New Labour and BAE

Submitted by cathy n on 30 January, 2007 - 3:33

By Mike Rowley

The extent of the pressure put on the Serious Fraud Office by Tony Blair’s government to drop its investigation last year into British Aerospace’s alleged systematic bribery of Saudi Arabian officials has finally come to light.

Robert Wardle, the head of the SFO, was pressured at least seven times to drop the investigation before Tony Blair asked for an end to it, citing “national security” — Blair was afraid the corrupt Saudi dictatorship would be upset if it was revealed that they take bribes, and that they might stop secret service cooperation with MI6.

And Attorney-General Lord Goldsmith, who was partly responsible for putting pressure on the SFO, claimed that “lives would be at risk”. A spokesperson for Blair even suggested that his intervention was made out of concern for the Middle East “peace process”!

But according to “legal sources” quoted in the Guardian (23 January), “no claim was made by MI6 then or later that national security was in danger” and John Scarlett, head of MI6, refused to endorse the government dossier (sound familiar?) which said national security was at stake.

But maybe it’s actually simpler than it seems.
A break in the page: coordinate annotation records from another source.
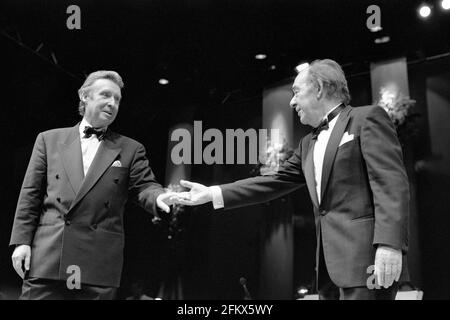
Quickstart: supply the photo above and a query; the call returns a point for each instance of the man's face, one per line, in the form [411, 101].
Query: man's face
[102, 103]
[306, 100]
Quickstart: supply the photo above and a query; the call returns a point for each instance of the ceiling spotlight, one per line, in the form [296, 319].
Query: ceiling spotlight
[382, 40]
[302, 66]
[376, 29]
[445, 4]
[424, 11]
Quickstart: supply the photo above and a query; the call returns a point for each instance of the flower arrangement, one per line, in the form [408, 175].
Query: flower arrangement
[273, 157]
[399, 109]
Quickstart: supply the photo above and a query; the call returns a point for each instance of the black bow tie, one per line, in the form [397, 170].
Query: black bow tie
[324, 123]
[89, 131]
[322, 126]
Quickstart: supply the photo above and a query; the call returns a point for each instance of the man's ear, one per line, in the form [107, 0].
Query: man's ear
[83, 96]
[320, 89]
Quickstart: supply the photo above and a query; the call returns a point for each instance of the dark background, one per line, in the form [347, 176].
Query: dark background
[206, 49]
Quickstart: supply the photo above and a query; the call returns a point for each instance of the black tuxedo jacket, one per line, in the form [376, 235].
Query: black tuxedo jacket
[69, 219]
[364, 192]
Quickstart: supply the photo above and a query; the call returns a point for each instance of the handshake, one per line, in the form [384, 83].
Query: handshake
[197, 194]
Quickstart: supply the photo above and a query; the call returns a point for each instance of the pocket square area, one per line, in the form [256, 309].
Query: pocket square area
[346, 138]
[116, 163]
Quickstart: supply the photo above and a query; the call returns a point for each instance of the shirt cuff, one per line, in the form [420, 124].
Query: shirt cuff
[216, 193]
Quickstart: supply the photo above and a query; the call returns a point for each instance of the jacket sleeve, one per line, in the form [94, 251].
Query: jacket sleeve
[265, 188]
[29, 205]
[388, 180]
[143, 185]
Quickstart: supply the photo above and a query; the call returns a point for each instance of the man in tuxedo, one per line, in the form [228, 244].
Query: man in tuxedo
[353, 167]
[68, 228]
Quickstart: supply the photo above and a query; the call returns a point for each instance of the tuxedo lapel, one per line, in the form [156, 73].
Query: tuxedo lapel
[332, 146]
[309, 173]
[72, 160]
[103, 159]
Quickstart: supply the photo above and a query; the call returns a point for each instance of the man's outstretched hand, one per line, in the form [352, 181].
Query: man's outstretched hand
[21, 259]
[198, 194]
[165, 200]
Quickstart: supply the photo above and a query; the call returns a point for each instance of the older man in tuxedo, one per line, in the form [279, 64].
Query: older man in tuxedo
[68, 229]
[352, 165]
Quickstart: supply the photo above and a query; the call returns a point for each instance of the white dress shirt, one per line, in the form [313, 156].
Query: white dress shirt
[89, 146]
[319, 153]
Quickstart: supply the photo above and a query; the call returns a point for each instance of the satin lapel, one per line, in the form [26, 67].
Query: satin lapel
[103, 159]
[309, 173]
[71, 158]
[332, 146]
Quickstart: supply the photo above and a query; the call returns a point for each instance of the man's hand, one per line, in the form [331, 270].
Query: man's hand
[21, 254]
[198, 194]
[388, 265]
[164, 200]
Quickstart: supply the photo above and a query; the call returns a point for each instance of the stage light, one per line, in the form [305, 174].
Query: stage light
[382, 40]
[376, 29]
[302, 66]
[445, 4]
[424, 11]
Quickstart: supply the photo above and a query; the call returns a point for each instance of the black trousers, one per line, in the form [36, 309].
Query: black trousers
[329, 291]
[45, 289]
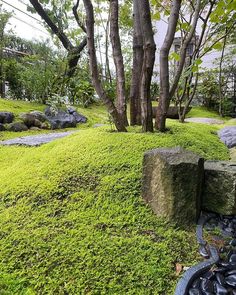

Goldsmith has also said that British Aerospace (BAE) wrote to him “warning of the adverse impact on business from the loss of a Eurofighter Typhoon agreement [with the Saudi dictatorship] unless the SFO investigation...was halted.” And he had conveyed BAE’s views to the head of the SFO.

It is, to say the least, not usual for the Attorney-General to “convey the views” of an organisation suspected of serious crimes to the Serious Fraud Office, to the effect that they should just stop investigating. But it seems if you’re a big capitalist company that’s the least service you can expect in Blair’s Britain.

After the SFO went ahead and seized documents from BAE’s Swiss bank accounts, indentifying secret payments totalling more than £1,000 million to Saudi middlemen, Tony Blair “updated” his demand that the investigation should cease. John Reid, then the defence secretary and in charge of promoting arms sales to foreign governments, joined in the chorus in favour of impunity. Finally, the British ambassador to Saudi Arabia, Sir Sherard Cowper-Coles, went to see the head of the SFO three times, demanding the investigation be dropped. Finally it was dropped.

According to BAE’s website, “good working relationships have been developed with our Saudi customers”. Yes indeed. It’s lucky for BAE shareholders that the company also has a “good working relationship” with the British government — and that’s for free.

Now the SFO is planning a trip to South Africa, in cooperation with the South African anti-mafia police, to investigate BAE corruption there. South African newspaper the Mail and the UK Guardian claims that the company developed a “web of influence” in the country in order to secure a £2,300 million arms deal. Two South Africans have been convicted of fraud and imprisoned in connection with this deal, and an investigation against former deputy President Jacob Zuma is in a curious kind of “hibernation”.

The SFO has named four BAE executives saying that “there is reasonable cause to believe that all the above-named persons and company have committed offences of corruption.” How long, we wonder, before Tony Blair discovers that this investigation too is against “the national interest”, or, to put it more accurately, the interests of cynical British billionaires and corrupt foreign governments?